A Little Earth for Charity: A New Kind of Cemetery in 19th Century Santa Fe
February 20, 2020, 3pm
Dr. Alysia Abbott
545 Canyon Road, Suite 2, Santa Fe
Historic Santa Fe Foundation presents a lecture by Dr. Alysia Abbott entitled A Little Earth for Charity: A New Kind of Cemetery in 19th Century Santa Fe. The talk is scheduled for Thursday, February 20, 2020 at 3pm in the sala of HSFF offices located at 545 Canyon Road, Suite 2, Santa Fe.
ADMISSION FOR NON-MEMBERS IS $10.00.
Due to limited seating reservations are required.
ABOUT THE TALK:
In the middle of the 19th century, a movement was growing to abandon the traditional sanctified Catholic burial grounds that had been in use in Santa Fe for centuries. The reasons were both esthetic and practical. The old cemeteries were unhealthy, unattractive, and difficult to maintain. In addition, the traditional Catholic burial grounds could not permit the burial of Protestants. The mostly Protestant men and women who were following the Santa Fe Trail and settling in La Villa Real, were set to transform the concept of cemetery as Santa Fe had always known it. They needed cemeteries and so they were obliged to create them.
The new cemeteries would take all faiths. They were to be placed outside of town, in open spaces, for the orderly and “sanitary” disposal of the dead. They would become the communal resting places of Santa Fe. They would provide space for high and low born, administrators, merchants, teachers, clergy and the ordinary people of Santa Fe. The International Order of Odd Fellows Cemetery is one such place, commissioned in 1884 as the “Aztlan Cemetery” on vacant farmland southwest of town.
The “Odd Fellows” considered it their mission to provide a “Little Earth for Charity”, a place where the indigent and the outcast of Santa Fe could have dignified burial. The cemetery founders also saw the cemetery as the resting place for members of Santa Fe’s burgeoning fraternal and sororal community and their families. Prominent citizens buried with undesirables? The idea was radical, but the Odd Fellows cemetery is its testament. Recent efforts to document the history and the monuments of the I. O. O. F Cemetery have revealed that it is indeed the resting place of an amazing cross section of the people who lived and died in Territorial Santa Fe.
ABOUT THE SPEAKER:
Dr. Abbott holds a B. A. in Archaeology from the University of Texas and an M. A. and a Ph.D. in Anthropology from the University of New Mexico. She has over 30 years of archaeological and historical research experience in New Mexico and the broader Southwestern United States.

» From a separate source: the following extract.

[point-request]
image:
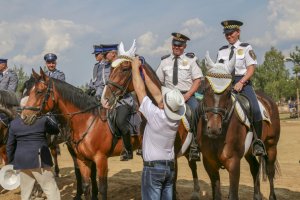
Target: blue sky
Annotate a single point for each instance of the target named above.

After working as an archaeologist for the Forest Service, the Park Service and the Pueblo of Zuni, her career in the study of Santa Fe history and prehistory began when she came to work for the New Mexico Historic Preservation Division in 1998. She later moved on to work as a Preservation Planner for the City of Santa Fe, before establishing her own archaeological research firm in Santa Fe in 2004.
Her wide ranging Santa Fe research projects have included excavations at the San Miguel Chapel and documenting the early pre-Columbian settlement of Santa Fe. In 2017, she received the City of Santa Fe’s Historic Preservation Historic Districts Review Board and Archaeological Review Committee Heritage Preservation Award for a study of a portion of the historic Acequia Madre. Her most recent research involves documenting the extensive history of Santa Fe’s historic cemeteries.